Personal details
- Born: 1659 Zhizhou, Taizhou, Jiangsu, Qing Empire
- Died: July 3, 1722 (aged 62–63) Fujian, Qing Empire
- Resting place: Xutian Village, Huangtang Town, Hui'an County, Fujian, Qing Empire
- Parent: Shi Lang (father);
- Occupation: official
- Other names: Shi Gong Shi Qingtian

Military service
- Allegiance: Qing dynasty
- Branch/service: Bordered Yellow Banner

= Shi Shilun =

Shi Shilun (施世綸, 1659 – July 3, 1722), popularly known as Shi Gong (施公; "Lord Shi") or Qingtian (施青天; "Clear-Sky Shi"), was a much-praised Qing dynasty official during the Kangxi Emperor's reign. He was the son of general Shi Lang.

==In popular culture==
He appears in a 19th century, fictionalized gong'an (crime fiction) story, as a central character in The Cases of Lord Shi (施公案). Subsequently, many operas also featured him as a central character.

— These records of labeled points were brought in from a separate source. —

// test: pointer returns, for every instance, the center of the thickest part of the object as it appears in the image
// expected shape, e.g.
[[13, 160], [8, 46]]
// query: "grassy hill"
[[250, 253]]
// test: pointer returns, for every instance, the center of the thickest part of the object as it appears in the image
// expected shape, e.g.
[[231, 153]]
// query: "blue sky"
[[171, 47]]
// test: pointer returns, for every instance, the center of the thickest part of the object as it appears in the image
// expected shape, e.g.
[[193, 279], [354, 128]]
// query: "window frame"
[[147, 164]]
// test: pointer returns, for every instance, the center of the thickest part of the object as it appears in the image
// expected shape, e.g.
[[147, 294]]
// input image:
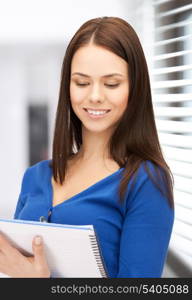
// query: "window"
[[172, 98]]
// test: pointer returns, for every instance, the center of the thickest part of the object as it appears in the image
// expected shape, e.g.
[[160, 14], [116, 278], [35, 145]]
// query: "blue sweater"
[[133, 237]]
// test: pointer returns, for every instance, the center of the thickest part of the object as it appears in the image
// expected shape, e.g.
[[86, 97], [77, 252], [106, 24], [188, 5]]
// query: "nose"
[[96, 94]]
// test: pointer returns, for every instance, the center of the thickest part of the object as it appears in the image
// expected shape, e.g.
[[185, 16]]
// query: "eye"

Fictional television series featuring him as the central protagonist include:
- The Great Arbitrator (大執法), a 1983 Taiwanese TV series starring Tsui Hao-jan as Shi.
- The Strange Cases of Lord Shih (施公奇案), a 1997 Taiwanese TV series starring Liao Chun as Shi.
- A Pillow Case of Mystery (施公奇案), a 2006 Hong Kong TV series starring Bobby Au-yeung as Shi.
  - A Pillow Case of Mystery II (施公奇案II), a 2010 Hong Kong TV series again starring Au-yeung.
- Chinese Sherlock Shi (新施公案), a 2013 Chinese TV series starring Fan Ming as Shi.

In addition, the 1987 Chinese martial arts film Golden Dart Hero (金鏢黃天霸) is also based on some stories from The Cases of Lord Shi, although the film portrays Shi Shilun in a negative light.